We Will Never Mend This
Winner, R.T. Smith Prize for Narrative Poetry
Judge’s Comments:
“We Will Never Mend This” considers the death of “the last heron” and mourns it along with personal losses but also recognizes “the bizarre/ and beautiful bounty of life diminishing.” One feature I was especially drawn to was the almost exploding litany of metaphors breaking the narrative in the central stanza.
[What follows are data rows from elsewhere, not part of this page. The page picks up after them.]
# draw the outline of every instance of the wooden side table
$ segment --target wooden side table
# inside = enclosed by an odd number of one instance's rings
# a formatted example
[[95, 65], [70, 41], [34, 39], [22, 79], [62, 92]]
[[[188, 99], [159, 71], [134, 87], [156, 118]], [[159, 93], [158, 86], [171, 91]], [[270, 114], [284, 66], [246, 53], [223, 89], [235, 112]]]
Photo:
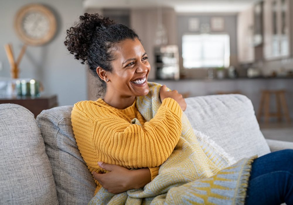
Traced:
[[58, 106], [56, 95], [40, 97], [16, 97], [0, 98], [0, 104], [12, 103], [21, 105], [28, 109], [37, 117], [42, 110]]

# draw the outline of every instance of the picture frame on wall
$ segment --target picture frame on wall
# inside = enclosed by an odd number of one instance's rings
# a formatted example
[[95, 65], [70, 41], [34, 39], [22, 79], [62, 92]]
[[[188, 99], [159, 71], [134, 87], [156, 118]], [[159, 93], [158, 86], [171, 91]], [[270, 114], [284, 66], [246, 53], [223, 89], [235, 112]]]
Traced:
[[212, 31], [222, 31], [224, 30], [225, 21], [222, 17], [211, 18], [211, 30]]
[[190, 18], [188, 20], [188, 30], [190, 31], [198, 31], [200, 30], [198, 18]]

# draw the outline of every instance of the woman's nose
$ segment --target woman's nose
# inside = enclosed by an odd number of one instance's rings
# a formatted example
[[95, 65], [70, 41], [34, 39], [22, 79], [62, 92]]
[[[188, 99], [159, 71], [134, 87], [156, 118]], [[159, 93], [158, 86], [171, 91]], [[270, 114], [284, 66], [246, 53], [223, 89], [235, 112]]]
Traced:
[[147, 67], [143, 64], [140, 64], [136, 69], [136, 72], [144, 73], [147, 72]]

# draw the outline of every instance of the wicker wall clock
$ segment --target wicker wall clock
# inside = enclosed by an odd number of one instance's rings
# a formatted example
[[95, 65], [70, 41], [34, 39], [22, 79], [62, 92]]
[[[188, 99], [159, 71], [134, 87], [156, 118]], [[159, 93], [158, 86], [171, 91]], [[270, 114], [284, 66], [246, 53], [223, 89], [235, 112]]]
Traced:
[[41, 45], [54, 37], [57, 30], [56, 18], [48, 8], [41, 4], [30, 4], [18, 11], [14, 28], [21, 40], [28, 45]]

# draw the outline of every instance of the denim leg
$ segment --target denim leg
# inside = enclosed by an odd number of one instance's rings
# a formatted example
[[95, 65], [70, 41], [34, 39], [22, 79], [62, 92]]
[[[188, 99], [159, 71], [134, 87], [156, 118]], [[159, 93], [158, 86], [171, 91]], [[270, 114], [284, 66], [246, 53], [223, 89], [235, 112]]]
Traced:
[[248, 184], [246, 205], [293, 205], [293, 149], [256, 159]]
I’m certain that readers will be moved by the poem, or in more traditional terms “instructed and delighted.”
We Will Never Mend This
The last heron died in the weeds of the San Lorenzo River in a spoon-shaped backwater, its beak that struck the skein of the pool and pierced the gleaming images below now a short spear on a frame without feather or flesh, neck concealed by fallen reeds as if the green world’s attempt at a blanket of concealment— that death did not sadden, that the skeleton of a frog lodged at the top of the heron’s torso, legs curled back and stuck as if trying to hide from the act of engorgement, the way a kidnapped child pretends in fetal tuck that violence cannot find him, the way a woman curls to fend the blows her drunken man provides, that death did not sadden, that I also had this knot wedged below my throat obstructing my breath, jammed, lodged and not slipping down or wasting away, a rock of sorrow wedged into a space constricting my lungs from gathering a clean breath, like an oversized frog trapped among feathers, that all of this was no coincidence, this recognition, this hole by bare hands dug in the mud on the side of the river and the bones and the beak sliding softly, feathers separating, frog displaced into a separate depression, that internal death did not sadden, but the knot coming apart, the grief following, hands rinsed in the river, the bizarre and beautiful bounty of life diminishing, everything at once coming unstitched– We will never mend this.